Hi all, new to Kopia, I like what I read so far and been trying it out on several clients. However, I ran into what I think is an issue and unsure on how to resolve.
On my Unraid box, after I created the repo, I noticed it stored the password in base64, under /root/.config/kopia/repository.config.kopia-password.
That was without the --use-keyring option (shouldn’t it using keyring by default?). When I tried with Keyring, it gave me:
kopia: error: unable to connect to repository: error connecting to repository: unable to persist password: error saving password in key ring: exec: “dbus-launch”: executable file not found in $PATH, try --help
On one hand, I am not sure how to validate if Unraid can use dbus-launch and would love to have credentials stored securely, but I am also concerned to see credentials stored in what is effectively plain text, i.e. base64.
Would someone have an insight into that? Thank you in advance!
Keyring is unfortunately unreliable on Linux (as you discovered) so it’s disabled by default.

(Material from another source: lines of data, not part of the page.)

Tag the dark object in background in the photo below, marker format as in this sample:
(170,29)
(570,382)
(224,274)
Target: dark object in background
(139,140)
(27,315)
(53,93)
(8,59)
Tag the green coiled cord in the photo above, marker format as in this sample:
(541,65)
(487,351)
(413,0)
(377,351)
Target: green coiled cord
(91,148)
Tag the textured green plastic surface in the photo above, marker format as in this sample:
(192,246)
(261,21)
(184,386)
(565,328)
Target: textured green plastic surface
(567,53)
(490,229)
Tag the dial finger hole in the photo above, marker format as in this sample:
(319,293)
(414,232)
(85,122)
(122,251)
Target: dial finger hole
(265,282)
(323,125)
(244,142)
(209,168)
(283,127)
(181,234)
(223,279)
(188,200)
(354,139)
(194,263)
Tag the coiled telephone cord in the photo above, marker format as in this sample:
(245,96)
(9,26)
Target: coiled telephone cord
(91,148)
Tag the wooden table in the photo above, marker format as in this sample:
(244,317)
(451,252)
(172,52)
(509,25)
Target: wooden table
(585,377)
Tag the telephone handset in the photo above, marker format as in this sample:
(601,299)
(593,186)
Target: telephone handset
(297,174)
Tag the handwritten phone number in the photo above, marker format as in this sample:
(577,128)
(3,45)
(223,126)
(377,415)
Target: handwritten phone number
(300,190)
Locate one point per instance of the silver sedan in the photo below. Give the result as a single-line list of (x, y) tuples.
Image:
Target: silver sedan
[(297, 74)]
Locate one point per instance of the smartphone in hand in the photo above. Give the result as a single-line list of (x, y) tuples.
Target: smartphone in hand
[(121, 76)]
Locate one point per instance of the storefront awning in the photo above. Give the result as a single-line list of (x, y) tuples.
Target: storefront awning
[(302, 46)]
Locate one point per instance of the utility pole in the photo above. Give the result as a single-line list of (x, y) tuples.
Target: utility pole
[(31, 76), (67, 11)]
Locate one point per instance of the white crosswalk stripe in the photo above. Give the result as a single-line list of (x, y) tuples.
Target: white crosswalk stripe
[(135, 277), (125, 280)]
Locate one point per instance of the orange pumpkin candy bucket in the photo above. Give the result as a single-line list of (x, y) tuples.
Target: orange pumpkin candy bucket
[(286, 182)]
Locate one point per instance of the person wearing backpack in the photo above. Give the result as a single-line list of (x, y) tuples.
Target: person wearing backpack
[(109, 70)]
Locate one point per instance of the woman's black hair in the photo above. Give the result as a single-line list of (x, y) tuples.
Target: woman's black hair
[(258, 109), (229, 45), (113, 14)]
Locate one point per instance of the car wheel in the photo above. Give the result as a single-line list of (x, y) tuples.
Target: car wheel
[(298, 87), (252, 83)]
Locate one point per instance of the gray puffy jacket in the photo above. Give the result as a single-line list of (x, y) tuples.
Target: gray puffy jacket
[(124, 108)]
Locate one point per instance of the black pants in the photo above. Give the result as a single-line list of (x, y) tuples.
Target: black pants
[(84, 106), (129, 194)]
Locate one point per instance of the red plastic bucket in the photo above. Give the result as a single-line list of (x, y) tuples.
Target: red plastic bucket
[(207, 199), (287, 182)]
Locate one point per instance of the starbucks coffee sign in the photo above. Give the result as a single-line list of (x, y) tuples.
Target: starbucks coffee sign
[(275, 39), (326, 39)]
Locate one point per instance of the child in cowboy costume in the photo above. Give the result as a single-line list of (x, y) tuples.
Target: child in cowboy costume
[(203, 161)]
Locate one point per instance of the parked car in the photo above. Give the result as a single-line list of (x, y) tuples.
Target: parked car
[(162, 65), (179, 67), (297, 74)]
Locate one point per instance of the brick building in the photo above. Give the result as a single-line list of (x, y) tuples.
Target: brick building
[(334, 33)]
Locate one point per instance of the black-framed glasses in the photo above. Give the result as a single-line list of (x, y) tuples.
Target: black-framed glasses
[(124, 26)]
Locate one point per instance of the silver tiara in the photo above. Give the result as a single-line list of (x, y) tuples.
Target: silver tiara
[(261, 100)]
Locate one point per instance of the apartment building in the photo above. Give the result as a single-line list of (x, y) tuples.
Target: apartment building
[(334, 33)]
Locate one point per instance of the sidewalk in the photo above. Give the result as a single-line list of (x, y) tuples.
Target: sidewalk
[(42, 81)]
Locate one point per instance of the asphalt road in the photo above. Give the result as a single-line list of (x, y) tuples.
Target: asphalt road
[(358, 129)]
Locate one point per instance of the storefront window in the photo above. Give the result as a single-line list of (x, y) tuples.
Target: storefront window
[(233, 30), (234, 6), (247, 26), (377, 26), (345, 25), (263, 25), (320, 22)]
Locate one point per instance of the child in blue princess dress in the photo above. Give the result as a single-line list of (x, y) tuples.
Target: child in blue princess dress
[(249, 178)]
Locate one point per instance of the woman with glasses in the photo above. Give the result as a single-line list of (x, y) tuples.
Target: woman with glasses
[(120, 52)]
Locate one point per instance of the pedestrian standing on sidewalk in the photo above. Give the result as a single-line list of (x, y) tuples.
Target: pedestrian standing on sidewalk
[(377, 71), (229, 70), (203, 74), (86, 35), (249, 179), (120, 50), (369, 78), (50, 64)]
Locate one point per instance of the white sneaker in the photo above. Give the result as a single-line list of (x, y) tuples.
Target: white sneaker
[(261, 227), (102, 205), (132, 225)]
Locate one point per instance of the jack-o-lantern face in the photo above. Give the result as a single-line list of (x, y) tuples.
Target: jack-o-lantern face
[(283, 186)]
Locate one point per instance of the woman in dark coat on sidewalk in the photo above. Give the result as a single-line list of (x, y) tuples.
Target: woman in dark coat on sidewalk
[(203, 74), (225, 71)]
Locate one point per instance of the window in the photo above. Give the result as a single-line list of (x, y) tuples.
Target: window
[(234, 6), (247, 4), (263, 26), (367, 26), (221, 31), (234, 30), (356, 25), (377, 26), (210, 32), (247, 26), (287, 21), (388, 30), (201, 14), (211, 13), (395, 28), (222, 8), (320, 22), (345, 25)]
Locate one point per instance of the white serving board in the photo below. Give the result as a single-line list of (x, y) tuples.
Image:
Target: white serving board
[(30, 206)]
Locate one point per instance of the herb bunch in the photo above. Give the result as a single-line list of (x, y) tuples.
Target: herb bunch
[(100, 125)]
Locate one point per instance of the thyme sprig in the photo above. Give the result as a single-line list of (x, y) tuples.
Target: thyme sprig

I’d recommend the following options:
-
Get dbus-launch
installed on your machine, but configuration of that may be non-trivial without full desktop environment.
-
(Do nothing) and have kopia persist base64-encoded password in local file. The file is only readable by the user that started Kopia and root
which is generally assumed to be trusted. Storing plaintext credentials in files under user directory is not great, but quite common on Linux so this would be no exception and depending on your security needs may be appropriate (typically encrypted disk + strong local password + locked down remote access provide reasonable security even when attacker gets physical access to the machine, but there’s really not much that can be done against really sophisticated local side-channel attacks).
-
Do not persist passwords at all on connection (--no-persist-connection
) and instead always pass password manually using KOPIA_PASSWORD
environment variable or via --password
flag.
You can retrieve the password using some external command like so:
KOPIA_PASSWORD=$(my-password-command) kopia snapshot create ...
NOTE that ~/.config/kopia/repository.config
may still have some credentials (e.g. S3 access keys) and is currently not locally encrypted. Same argument can be made as for #1, but will try to fix that in future versions by encrypting this file with the KOPIA_PASSWORD
-derived key.
- Help improve Kopia by submitting PRs that will integrate with other key stores (such as https://www.vaultproject.io and others)
Thank you for the detailed explanations and offering several choices! Really appreciated!
I’d +1 not storing creds in the file and just having an option to ONLY pull them from an env var or something at runtime. In particular, I don’t even really want to password protect the files, I just don’t want my aws credentials in it if at all possible.